We hear in the three-year cycle of Sunday Mass readings, plus the two-year cycle of daily Mass readings:

13.5 percent of the Old Testament (not counting the Responsorial Psalms);

89.8 percent of the Gospels, and

71.5 percent of the entire New Testament.1

Trent Horn from Catholic Answers illustrates how practicing Catholics already know the Bible:

The mailman knows the Johnsons live at 123 Maplewood St. and so if he needs to get the mail to them, he knows which streets to follow to get there. In the same way, Protestants who have a deep passion for understanding the Bible can cite a biblical passages exact chapter and verse.
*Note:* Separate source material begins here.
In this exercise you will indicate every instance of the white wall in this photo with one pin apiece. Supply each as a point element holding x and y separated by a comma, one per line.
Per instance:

Catholics, on the other hand, know the Bible like kids know a neighborhood. They may not know the Johnsons live at 123 Maplewood St., but they do know the Johnsons live on the top of the hill next to the house with the old green fence and the barking dog. They can get you to the same place, but in a more indirect way.

Catholics know a lot of scripture even if they don’t remember everywhere it’s found in scripture.

Vatican II taught that the homily is part of the liturgy itself (SC, 52), thus, “it will not be able to carry the whole weight of the Church’s preaching (26). 2

That is perhaps why Saint John Paul II, in his Apostolic Letter ON KEEPING THE LORD'S DAY HOLY, encourages us to pray and study the Sunday Readings during the week before Mass, and do any parish Bible study offerings, otherwise, he says “then it is difficult for the liturgical proclamation of the word of God alone to produce the fruit we might expect.”3

If we do reflect on Scripture, it will be like a living interpretive speech of our lives by the ongoing, active presence of the written tradition of the Bible.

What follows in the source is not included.